Under the Jefferson Parish board's policy, only students whose parents signed a written consent form could participate in a one-minute morning prayer session. But three parents of Jefferson Parish students sued, contending that the law and the local board's policy, even though they made prayer voluntary, promoted religion in violation of the First Amendment.
The law was upheld by a U.S. District Court Judge, but last August, the U.S. Court of Appeals for the Fifth Circuit struck it down, holding that it was an unconstitutional entanglement of church and state.
School officials in at least one school district—Rapides Parish—said they will continue to set aside the prayer period unless the practice there is formally challenged.
And one of the Louisiana bill's co-sponsors reportedly has announced that the legislature will examine the Fifth Circuit ruling to determine whether another approach to school prayer might pass constitutional muster.
"They've been praying in school for a long time in the rural parishes, but nobody went in and sued them," Mr. Hamilton said. "It doesn't surprise me at all the way the Supreme Court ruled, and it wouldn't surprise me at all if the legislature tried it again."
Several states, particularly in the South, have enacted similar laws allowing "voluntary" prayer in the schools, according to Marion McGhehey, executive secretary of the National Organization on Legal Problems in Education.
"There's a large number of cases, and they all tend to go in the same direction once they get into the federal [judicial] system," Mr. McGhehey said. "The Supreme Court has never ruled against voluntary prayer. The point is that the Supreme Court has said you cannot use public-school facilities, paid for with taxes, for the advancement of religion."

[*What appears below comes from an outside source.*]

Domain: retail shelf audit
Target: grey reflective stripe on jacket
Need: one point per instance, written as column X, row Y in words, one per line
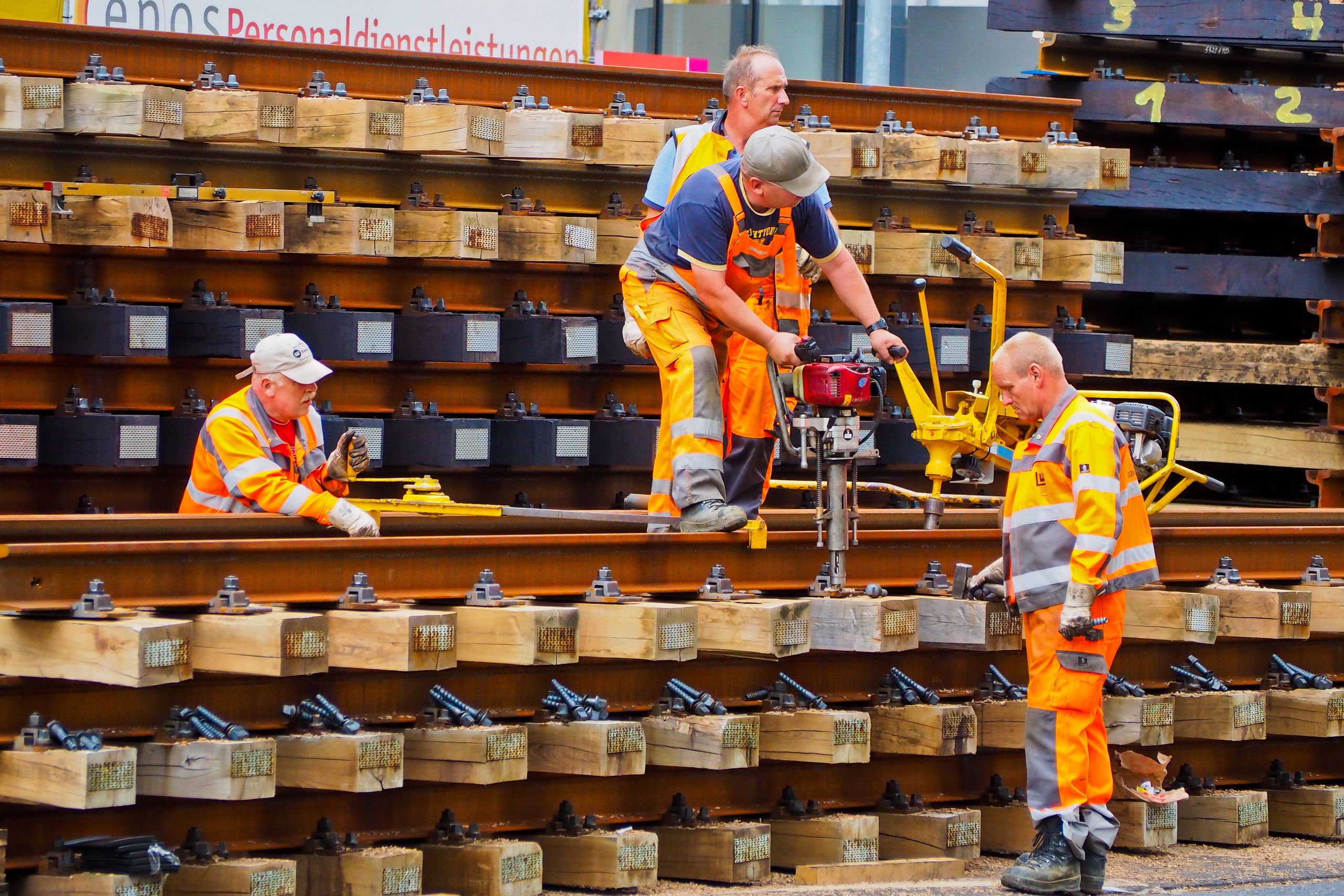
column 1037, row 539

He added: "They [legislators] just think it's sound politically, and they can run against the Supreme Court."
Court battles over such laws and policies are "a very expensive proposition," Mr. McGhehey noted, with legal costs typically running to about $5,000 at the trial-court level and to at least $50,000 by the time a case reaches the Supreme Court.
School prayer is one of the so-called "social issues" pressed by conservative members of Congress, but deferred last year to give precedence to President Reagan's economic program.

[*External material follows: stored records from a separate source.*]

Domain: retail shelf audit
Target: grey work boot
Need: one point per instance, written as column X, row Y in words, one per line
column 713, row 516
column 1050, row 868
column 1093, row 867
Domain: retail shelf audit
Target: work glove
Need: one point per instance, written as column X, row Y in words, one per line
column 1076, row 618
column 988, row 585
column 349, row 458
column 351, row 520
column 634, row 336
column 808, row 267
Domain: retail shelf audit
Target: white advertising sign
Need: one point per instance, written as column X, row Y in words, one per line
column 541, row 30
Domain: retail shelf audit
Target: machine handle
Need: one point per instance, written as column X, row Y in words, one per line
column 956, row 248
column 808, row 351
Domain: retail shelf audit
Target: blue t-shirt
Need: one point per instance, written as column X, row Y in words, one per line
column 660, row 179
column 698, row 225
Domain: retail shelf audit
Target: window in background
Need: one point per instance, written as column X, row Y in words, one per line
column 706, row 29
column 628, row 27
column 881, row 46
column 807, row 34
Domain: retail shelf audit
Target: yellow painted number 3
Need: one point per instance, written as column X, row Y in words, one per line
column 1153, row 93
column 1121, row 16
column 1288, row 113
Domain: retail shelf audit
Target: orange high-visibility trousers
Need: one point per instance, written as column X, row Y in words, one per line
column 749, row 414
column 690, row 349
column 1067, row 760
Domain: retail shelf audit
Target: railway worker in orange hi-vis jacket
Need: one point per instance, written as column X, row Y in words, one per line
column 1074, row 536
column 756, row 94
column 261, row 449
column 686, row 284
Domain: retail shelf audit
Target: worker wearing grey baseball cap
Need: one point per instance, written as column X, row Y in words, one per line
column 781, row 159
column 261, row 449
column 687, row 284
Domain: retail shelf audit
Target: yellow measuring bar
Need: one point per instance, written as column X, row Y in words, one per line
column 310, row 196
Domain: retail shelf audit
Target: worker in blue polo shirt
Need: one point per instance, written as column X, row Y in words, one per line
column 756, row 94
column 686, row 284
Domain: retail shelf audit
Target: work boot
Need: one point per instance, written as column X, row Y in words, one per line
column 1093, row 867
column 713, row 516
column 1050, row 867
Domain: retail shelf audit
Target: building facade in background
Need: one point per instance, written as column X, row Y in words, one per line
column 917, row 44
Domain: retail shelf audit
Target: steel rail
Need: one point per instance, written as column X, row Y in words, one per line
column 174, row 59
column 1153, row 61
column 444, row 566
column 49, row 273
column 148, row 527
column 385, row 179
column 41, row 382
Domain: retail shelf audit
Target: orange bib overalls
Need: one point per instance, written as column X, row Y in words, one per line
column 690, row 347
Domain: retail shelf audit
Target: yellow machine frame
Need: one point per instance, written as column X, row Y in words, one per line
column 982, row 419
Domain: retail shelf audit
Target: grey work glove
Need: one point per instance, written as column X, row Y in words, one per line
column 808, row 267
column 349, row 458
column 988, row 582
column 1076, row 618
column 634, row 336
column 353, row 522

Senate Majority Leader Howard Baker, Republican of Tennessee, has predicted, however, that discussion of school prayer will come early in the Congressional session that began late last month.
The House already has passed an amendment prohibiting the use of federal funds to prevent programs of voluntary prayer in public schools. The bill—which observers say would have minimal impact because the government is rarely involved in challenges to prayer programs—has been stalled by a filibuster in the Senate.

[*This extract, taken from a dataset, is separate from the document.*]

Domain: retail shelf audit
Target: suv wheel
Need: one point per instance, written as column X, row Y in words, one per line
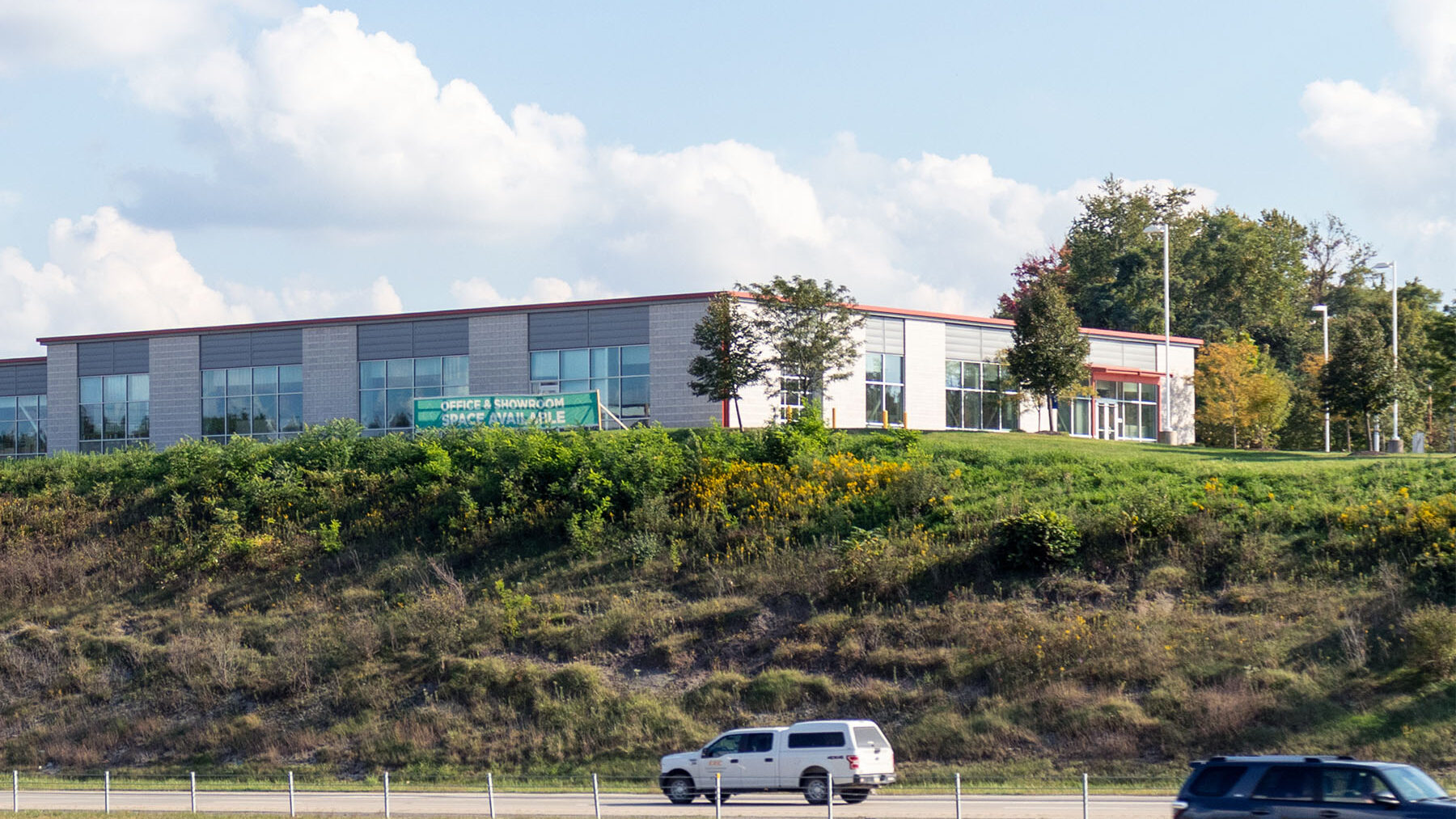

Another measure, sponsored by Representative Philip M. Crane, Republican of Illinois, would strip the federal courts of jurisdiction in school-prayer cases.
"I don't think [the Supreme Court decision] affects the legislation," said David J. Allen, administrative assistant to Representative Crane. "I'm sure the Congressman's reaction would be that it points to the need for the legislation. They've gone ahead and exercised jurisdiction that they wouldn't have under the legislation."
The Crane bill is now bottled up in the House Judiciary Committee, "and probably will there remain," Mr. Allen said. To force the bill out of committee and onto the House floor, 218 members of the House would have to sign a "discharge petition" now being circulated. Mr. Allen said he did not know how many signatures are now on the petition, but added, "I don't think there are many on there."